Saturday, November 16, 2013

So This is What It Feels Like!

Ever since I was old enough to understand, I have wondered what the feeling was that missionaries always talked about when they came home.  I have wondered why it was so hard for them to leave and why even though they really wanted to come home, it was a bitter-sweet experience.  Well, now I understand.

Some missionaries don't have this feeling.  Some of them can hardly wait for the time to go home to come.  We have seen a few of them here.  They are "trunky" from the day they come 'til the day they leave.  They make it hard for themselves and for everyone else.  We try to help them get over it but they just don't get it.  They don't seem to understand that if you love the people and throw yourself into the work, it goes by too fast and then you are in this stage that Ken refers to as the "long slow death".

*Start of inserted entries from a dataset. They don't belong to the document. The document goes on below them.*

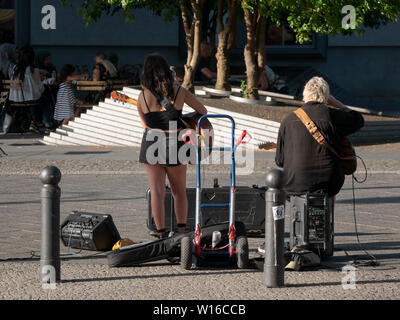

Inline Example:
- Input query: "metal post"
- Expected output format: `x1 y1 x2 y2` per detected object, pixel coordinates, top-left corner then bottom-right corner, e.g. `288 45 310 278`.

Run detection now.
264 169 286 288
40 166 61 286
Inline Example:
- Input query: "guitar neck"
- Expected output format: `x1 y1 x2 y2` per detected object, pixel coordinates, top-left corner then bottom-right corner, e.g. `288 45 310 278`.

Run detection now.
125 97 137 106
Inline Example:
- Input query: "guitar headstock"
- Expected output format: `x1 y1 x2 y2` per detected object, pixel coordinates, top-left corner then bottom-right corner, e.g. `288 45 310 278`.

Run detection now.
258 141 277 151
111 91 137 106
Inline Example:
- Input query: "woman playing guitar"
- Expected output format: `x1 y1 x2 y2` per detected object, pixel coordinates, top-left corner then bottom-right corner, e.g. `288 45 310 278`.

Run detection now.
136 53 208 238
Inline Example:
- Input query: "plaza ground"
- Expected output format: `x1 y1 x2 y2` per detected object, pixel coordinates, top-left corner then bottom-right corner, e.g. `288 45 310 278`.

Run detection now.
0 135 399 300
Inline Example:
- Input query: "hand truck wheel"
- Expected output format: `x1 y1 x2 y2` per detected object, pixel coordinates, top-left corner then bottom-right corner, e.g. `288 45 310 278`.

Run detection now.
180 236 192 270
236 236 249 269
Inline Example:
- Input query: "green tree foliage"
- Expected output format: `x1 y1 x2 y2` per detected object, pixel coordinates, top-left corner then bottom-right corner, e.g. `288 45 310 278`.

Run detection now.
240 0 400 100
63 0 400 93
246 0 400 44
61 0 179 25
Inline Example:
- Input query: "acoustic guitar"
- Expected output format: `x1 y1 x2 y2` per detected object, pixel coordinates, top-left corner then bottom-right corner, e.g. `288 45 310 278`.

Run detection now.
180 111 213 150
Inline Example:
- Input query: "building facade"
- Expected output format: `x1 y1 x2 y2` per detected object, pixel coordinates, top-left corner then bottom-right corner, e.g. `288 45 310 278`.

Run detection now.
3 0 399 111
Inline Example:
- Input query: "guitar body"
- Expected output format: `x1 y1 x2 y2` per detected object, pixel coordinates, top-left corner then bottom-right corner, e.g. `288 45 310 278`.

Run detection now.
338 137 357 175
181 112 214 159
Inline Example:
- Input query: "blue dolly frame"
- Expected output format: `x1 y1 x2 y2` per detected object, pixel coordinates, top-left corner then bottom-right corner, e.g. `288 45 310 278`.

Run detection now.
180 114 249 269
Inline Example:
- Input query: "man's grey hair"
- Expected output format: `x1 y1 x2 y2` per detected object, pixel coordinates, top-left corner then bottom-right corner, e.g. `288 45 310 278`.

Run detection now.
303 76 330 104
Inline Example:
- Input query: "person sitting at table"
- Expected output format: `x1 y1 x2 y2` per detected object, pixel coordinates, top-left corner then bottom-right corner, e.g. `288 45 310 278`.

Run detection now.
35 50 57 80
54 64 84 129
195 42 217 83
94 52 118 79
258 65 288 94
85 63 108 105
8 45 53 133
92 63 107 81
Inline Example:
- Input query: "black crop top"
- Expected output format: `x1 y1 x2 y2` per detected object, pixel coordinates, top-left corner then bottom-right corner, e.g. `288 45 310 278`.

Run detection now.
142 87 183 131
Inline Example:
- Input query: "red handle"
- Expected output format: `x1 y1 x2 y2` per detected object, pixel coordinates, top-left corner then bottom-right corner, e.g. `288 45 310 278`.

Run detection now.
235 130 252 146
182 129 196 145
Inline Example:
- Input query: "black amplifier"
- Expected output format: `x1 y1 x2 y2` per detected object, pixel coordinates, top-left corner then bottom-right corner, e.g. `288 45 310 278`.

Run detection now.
289 192 334 258
61 211 121 251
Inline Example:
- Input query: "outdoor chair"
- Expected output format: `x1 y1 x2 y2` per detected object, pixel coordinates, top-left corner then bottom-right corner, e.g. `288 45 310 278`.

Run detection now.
75 80 109 110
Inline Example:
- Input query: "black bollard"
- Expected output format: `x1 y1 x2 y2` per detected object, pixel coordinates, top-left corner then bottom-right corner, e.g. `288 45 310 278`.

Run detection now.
40 166 62 287
264 169 286 288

We are excited to be coming home to our fabulous, amazing family but, like the little graphic on the Branch President's wall here, our hearts are torn.  We desparately want to go home to our family but our hearts are torn and bleeding.  We have come to love the people here so much.  We have seen the mysterious workings of the Lord in so many ways.  We have been a part of conversion and healing.  We have loved and laughed and cried with many.  We want to go home but a part of us wants to stay.

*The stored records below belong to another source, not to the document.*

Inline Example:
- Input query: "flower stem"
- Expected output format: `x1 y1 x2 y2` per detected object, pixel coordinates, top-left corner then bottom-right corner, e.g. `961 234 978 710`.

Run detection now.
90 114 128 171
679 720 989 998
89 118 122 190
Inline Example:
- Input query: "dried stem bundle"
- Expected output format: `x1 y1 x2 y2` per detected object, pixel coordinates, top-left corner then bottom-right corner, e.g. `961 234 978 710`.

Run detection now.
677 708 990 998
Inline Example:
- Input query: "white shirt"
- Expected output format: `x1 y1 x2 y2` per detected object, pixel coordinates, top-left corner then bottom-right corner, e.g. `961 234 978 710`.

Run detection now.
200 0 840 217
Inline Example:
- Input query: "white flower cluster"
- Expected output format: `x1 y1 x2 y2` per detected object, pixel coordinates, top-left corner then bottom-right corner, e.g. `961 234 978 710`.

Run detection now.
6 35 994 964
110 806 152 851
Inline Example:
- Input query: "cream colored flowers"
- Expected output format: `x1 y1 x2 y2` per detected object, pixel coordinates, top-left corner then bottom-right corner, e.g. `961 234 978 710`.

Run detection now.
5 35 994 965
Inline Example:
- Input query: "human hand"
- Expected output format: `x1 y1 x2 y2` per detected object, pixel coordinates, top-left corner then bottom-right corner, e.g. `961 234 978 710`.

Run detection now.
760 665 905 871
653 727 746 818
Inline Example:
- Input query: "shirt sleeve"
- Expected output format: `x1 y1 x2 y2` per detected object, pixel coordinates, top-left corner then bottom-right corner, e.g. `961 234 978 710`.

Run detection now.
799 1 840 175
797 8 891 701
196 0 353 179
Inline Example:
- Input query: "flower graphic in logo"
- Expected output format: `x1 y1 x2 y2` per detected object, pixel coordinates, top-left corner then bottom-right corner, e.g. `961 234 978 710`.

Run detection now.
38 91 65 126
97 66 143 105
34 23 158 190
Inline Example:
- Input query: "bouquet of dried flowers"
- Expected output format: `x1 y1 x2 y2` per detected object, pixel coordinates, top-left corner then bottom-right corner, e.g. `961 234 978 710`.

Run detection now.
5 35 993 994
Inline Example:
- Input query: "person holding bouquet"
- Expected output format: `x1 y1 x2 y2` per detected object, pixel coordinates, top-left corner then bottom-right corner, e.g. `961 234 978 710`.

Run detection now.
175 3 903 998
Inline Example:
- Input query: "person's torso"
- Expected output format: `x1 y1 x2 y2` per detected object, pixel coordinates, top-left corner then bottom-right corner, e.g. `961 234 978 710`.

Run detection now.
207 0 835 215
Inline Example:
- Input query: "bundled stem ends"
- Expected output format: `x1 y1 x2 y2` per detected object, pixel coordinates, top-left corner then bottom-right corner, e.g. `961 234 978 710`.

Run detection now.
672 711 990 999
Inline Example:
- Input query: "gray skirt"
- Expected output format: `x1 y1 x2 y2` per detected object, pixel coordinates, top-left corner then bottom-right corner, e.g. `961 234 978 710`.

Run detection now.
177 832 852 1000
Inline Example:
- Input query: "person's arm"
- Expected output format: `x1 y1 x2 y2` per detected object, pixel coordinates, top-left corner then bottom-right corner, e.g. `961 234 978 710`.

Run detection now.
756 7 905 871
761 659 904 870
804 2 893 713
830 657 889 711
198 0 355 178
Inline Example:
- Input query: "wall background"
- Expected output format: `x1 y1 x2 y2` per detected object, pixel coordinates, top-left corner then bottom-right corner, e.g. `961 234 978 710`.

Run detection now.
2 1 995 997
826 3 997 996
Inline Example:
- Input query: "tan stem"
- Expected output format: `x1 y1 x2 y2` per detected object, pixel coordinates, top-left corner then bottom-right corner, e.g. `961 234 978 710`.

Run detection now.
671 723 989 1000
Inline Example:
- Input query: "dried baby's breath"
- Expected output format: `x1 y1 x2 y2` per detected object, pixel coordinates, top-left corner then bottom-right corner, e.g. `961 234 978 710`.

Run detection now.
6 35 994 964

I hate to leave our investigators that didn't quite get to the font.  We love them and have great hopes for them in the future.  One husband and wife want to come to Salt Lake to be baptized.  It is a long and complicated story that has led him especially to believe that when he comes to SLC, he will have come home.  We are hoping that he may come to realize that he needs the help of the Holy Ghost before he can collect enough money to come.  I worry about that though I have no doubt that he is sincere in his very real desire.  I worry about our converts.  Will they stay strong enough?  Will they get the support they need?   I guess that now, I have to be like Heavenly Father and trust that the hands we leave all of them in will be strong yet tender enough to do what is right for them.

I have intermittent crying jags as does Ken.  Something will remind us of someone and the water works go on.  We had Stake Conference today and we said good bye to all those people in Christchurch that we have some to love.  Pres. Kezerian spoke and told us good bye.  I cried.  Michael was conferred the Melchizedek PH.  I cried.   Many people said their good byes to us.  I cried.  This next and last week will be harder than I ever imagined because this experience has been better than I ever imagined.

I won't quit crying for a few days and yes, John you will be able to trace me on your airlines tracker by the vapor trail I leave behind but I wouldn't have it any other way.  It has been so hard but so worth it!  This is what it feels like.  If you don't like to experience feelings, don't do this and certainly don't put your heart in it.